Zawertailo LA, Tyndale RF, Busto U, Sellers EM. Effect of metabolic blockade on the psychoactive effects of dextromethorphan. Hum Psychopharmacol. 2010 25(1):71-9.
OBJECTIVE:
Variation in the activity of cytochrome P450 2D6 (CYP2D6) affects the pharmacokinetics and effectiveness of dextromethorphan (DM), because it controls the production of dextrorphan, an active metabolite, with higher affinity for the NMDA receptor than the parent compound. This study examined whether pharmacological inhibition of CYP2D6 activity with quinidine would mimic the genetic mutation and thus also alter the psychoactive effects of DM.
METHODS:
In a single-blind, within-subjects study, eight healthy volunteers (all homozygous for the wild type allele for CYP2D6) received placebo and varying doses of DM, both with and without quinidine pre-treatment. Pharmacokinetic and pharmacodynamic measures were assessed at baseline and every hour post-drug for 6 h.
RESULTS:
Compared to the no quinidine condition, quinidine pre-treatment decreased the area under the dose-response curve on subjective measures of positively reinforcing effects (e.g., euphoria, p < 0.04; drug liking, p < 0.05), and was significantly greater for measures of dysphoria (e.g., unpleasantness, p < 0.02). These changes corresponded to increased DM and decreased dextrorphan plasma concentrations.
CONCLUSIONS:
Compared to DM alone, quinidine pre-treatment inhibited DM metabolism and changed its subjective effects, demonstrating that the psychoactive properties of DM are a function of drug metabolism. These results demonstrate the relationship between CYP2D6 activity, plasma drug levels, and psychoactive drug effects, and have implications for both the abuse liability and therapeutic utility of DM.

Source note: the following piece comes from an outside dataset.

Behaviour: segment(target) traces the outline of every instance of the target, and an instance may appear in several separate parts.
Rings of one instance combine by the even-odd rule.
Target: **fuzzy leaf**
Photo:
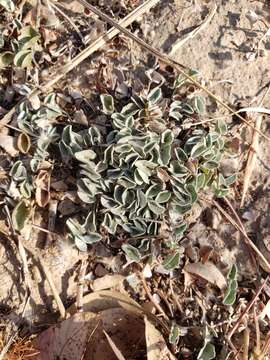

Here, 2D6 inhibition, which leads to accumumlation of DM (decreased conversion to DXO), was associated with increased measures of dysphoria and decreased measures of drug liking and euphoria. My understanding is that a similar phenomenon occurs in poor metabolizers who experience dysphoric effects from higher doses of DM.
Interestingly, the above combination has recently been put in a pill and marketed (as Nuedexta) for treatment of a type of affect dysregulation called pseudobulbar affect. My sense is that at low doses it essentially functions as an SSRI.